Le personnage principal peut être d’autant plus important dans le sens où il peut jouer un
véritable rôle de médiateur. Un enfant peut avoir des difficultés à parler de lui pour évoquer ses
opinions personnelles, il est donc intéressant qu’il puisse transférer ses sentiments, ses opinions
sur ce personnage fictif; processus que l’on appelle « illusion référentielle ». Il semble et nous le
verrons plus tard que ceci peut représenter un point de départ; partir du héros, ses propres
ressentis et les utiliser pour exprimer ses propres sentiments.
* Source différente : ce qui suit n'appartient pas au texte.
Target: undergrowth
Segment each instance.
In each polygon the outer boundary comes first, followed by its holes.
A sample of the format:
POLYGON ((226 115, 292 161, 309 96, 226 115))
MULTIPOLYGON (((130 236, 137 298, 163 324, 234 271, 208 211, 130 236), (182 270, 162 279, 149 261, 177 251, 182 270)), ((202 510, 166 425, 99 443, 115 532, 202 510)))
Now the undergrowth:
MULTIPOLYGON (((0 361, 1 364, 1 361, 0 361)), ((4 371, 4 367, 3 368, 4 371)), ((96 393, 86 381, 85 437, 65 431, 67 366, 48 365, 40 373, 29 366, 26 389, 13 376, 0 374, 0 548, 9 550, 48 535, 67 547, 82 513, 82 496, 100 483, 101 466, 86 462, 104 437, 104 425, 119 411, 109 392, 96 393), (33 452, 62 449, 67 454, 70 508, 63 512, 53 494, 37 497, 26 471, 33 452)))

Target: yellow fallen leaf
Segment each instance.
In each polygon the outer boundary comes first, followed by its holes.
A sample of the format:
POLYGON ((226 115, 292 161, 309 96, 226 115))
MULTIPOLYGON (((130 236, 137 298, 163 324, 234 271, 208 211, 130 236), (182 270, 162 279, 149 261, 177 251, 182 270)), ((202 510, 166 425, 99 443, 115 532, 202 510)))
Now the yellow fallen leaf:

Il nous faut à présent expliquer l’utilisation de la littérature de jeunesse comme outil pour dégager
et discuter des valeurs qu’elle peut évoquer.
17
III- VALEURS ET LITTERATURE DE JEUNESSE
1-Les valeurs exprimées par la littérature de jeunesse
Après avoir examiné de plus près la liste nationale d’œuvres de référence destinée au
cycle trois, on peut observer qu’une grande partie des œuvres indiquées transmet une ou plusieurs
valeurs au jeune lecteur.(ANNEXE 4) Citons quelques exemples: Remue-ménage chez Madame
K de Wolf Erlbruch qui traite du bonheur, du malheur, de la solidarité et de l’amour (des autres
mais de soi même aussi), Oma, ma grand mère à moi qui évoque la cohabitation d’une grand-
mère et de son petit fils que deux générations séparent.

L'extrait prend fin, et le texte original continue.